Fixed Assets
The Fixed Assets module lets you plan capital expenditure (CapEx) and model the resulting depreciation, net book value (NBV), and cash flow impact. You define asset categories with depreciation rules, add individual assets, and the module calculates the full depreciation schedule through your forecast period.
This is a scenario-level standalone module — each scenario can have its own asset plan.
When to use Fixed Assets
Use this module when:
- You have existing fixed assets and want depreciation to appear in your P&L forecast
- You're planning new CapEx (equipment, vehicles, leasehold improvements, IT)

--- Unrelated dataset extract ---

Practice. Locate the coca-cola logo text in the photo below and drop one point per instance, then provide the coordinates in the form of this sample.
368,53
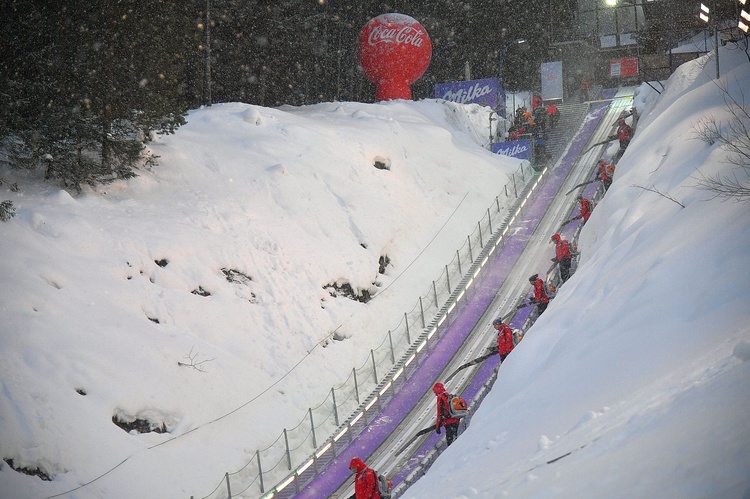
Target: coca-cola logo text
406,35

- You want the Balance Sheet and Cash Flow to reflect asset acquisitions and depreciation correctly
Creating the module
- In your Scenario, click Add a budget
- Choose Fixed Assets
- Follow the setup wizard (4 steps)
Step 1 — Introduction
Set the forecast period and choose whether to import existing asset data from a connected integration (if available — Exact Online, Twinfield, and others export fixed asset registers).
Step 2 — Categories
Asset categories group assets with the same depreciation method. Create categories before adding individual assets.
For each category:
| Field | What it defines |
|---|---|
| Category name | E.g. "Vehicles", "IT Equipment", "Leasehold Improvements" |
| Depreciation method | Linear (straight-line) or Degressive (declining balance) |
| Depreciation interval | Monthly, quarterly, or annually |
| Depreciation rate / life | For linear: useful life in months. For degressive: annual % rate |
| Residual value % | The percentage of cost retained at end of life (often 0) |
Depreciation methods
| Method | How it works |
|---|---|
| Linear (straight-line) | Equal depreciation each period. E.g. a €12,000 asset over 36 months = €333/month |
| Degressive (declining balance) | Higher depreciation in early periods, declining over time. Rate applied to NBV each period |
Step 3 — Assets
Add individual assets within their categories:
| Field | What it defines |
|---|---|
| Asset name | E.g. "Company car – BMW 320" |
| Acquisition amount | Purchase price (gross) |
| Residual value | Expected value at end of useful life |
| Acquisition date | When the asset was or will be acquired |
| Depreciation start | When depreciation begins (sometimes different from acquisition) |
| Override depreciation method | Per-asset override of the category default |
| Loan link | Optional — connect a loan from the Loans module to model financed assets |
Linking loans to assets
If an asset is financed via a loan, you can link it to a loan entry in the Loans module. This ties the loan drawdown cash outflow to the asset acquisition date, and splits the depreciation from the financing cash flows cleanly.
Account mappings
At the end of the wizard, assign budget accounts for:
| Entry type | What it maps |
|---|---|
| Capitalisation | Cash outflow when the asset is acquired (investing activities in Cash Flow) |
| Depreciation (Balance Sheet) | Accumulated depreciation contra-account |
| Depreciation (P&L) | Depreciation expense on the income statement |
Output in reports
- P&L → monthly depreciation expense on the designated cost line
- Balance Sheet → gross asset value and accumulated depreciation; NBV = gross – accumulated
- Cash Flow → acquisition price as a cash outflow in investing activities at acquisition date; disposals as inflows
Integration import
If your accounting software exports a fixed asset register (common with Exact Online and Twinfield), the module's introduction step lets you import existing assets directly. This populates the asset list from actuals without manual entry — you then layer planned future acquisitions on top.
For existing assets already in your books, import them via the integration import. For planned future acquisitions, add them manually with a future acquisition date. Both will be included in the depreciation forecast.